Retrospective data are collected for a wide variety of topics. Among others, these topics include marital events (collected through marital histories), births (from fertility histories or constructed from data on age or birth dates), deaths, purchase behavior, getting, changing, or losing jobs. Heaping pervades the majority of types of event-centered data that are collected through retrospective reports.
In this study we investigate heaping in the context of retrospective data on smoking behavior. We use retrospective smoking data from a US crosssectional survey (Tobacco Use Supplements of the Current Population Surveys) and from longitudinal surveys conducted in the US (Panel Study of Income Dynamics, National Longitudinal Survey of Youth 1979), UK (British Household Panel Survey), Germany (German Socio-Economic Panel), and China (China Health and Nutrition Study) to document that heaping occurs in strikingly similar ways in each data source.
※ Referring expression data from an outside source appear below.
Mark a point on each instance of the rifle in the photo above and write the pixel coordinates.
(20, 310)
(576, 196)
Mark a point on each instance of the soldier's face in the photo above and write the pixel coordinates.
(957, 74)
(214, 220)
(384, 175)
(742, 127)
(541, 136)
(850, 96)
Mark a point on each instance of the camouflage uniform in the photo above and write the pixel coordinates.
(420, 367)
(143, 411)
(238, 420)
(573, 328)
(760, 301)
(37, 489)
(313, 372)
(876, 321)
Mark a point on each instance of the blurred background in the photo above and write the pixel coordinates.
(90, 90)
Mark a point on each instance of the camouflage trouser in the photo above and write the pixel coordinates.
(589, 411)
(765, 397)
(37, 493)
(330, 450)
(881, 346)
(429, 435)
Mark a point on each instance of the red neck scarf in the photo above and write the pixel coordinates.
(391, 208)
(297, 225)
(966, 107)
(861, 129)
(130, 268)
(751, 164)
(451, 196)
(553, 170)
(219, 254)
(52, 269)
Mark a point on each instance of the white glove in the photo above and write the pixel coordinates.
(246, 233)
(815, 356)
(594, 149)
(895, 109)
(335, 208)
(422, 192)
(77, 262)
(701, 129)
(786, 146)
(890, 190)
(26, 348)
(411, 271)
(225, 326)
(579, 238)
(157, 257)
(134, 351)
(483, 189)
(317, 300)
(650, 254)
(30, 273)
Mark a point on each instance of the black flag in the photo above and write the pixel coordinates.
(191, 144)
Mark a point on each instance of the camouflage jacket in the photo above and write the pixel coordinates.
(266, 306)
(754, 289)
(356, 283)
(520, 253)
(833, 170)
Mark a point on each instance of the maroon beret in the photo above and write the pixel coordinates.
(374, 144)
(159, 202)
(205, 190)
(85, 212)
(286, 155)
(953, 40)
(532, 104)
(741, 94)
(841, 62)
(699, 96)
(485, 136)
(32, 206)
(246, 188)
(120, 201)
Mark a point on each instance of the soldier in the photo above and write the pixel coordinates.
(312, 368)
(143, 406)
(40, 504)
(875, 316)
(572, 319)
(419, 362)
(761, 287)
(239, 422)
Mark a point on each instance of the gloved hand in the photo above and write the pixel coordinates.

We show that the way in which heaping manifests itself depends partly on rounding rules defined by the categories respondents are offered and partly on natural rounding rules that may be independent of those categories. We then describe the general problem - a particular type of measurement error - that heaping introduces. Briefly, heaping causes explanatory variables to be “mismatched” with the behavioral outcome they are used to explain. We next investigate the determinants of heaping. We show that factors related to recall accuracy also predict whether a person will round up or down the year or age an event occurred.
Our main purpose is to develop algorithms researchers can use to mitigate the mismatch bias associated with heaping. We develop and test several algorithms that range from a simple averaging rule to a more complicated adjustment to the likelihood function that accounts for a particular (assumed) functional relationship through which heaping occurs. With data from each country we test the performance of each algorithm to show how each algorithm alters coefficients on time-varying covariates.
Our results confirm that heaping results in coefficient estimates that are biased downwards and that our algorithms significantly reduce this bias. While we demonstrate the gains each algorithm affords in the context of models of smoking cessation, we conclude by discussing how our algorithms can be applied more generally to other types of retrospective data.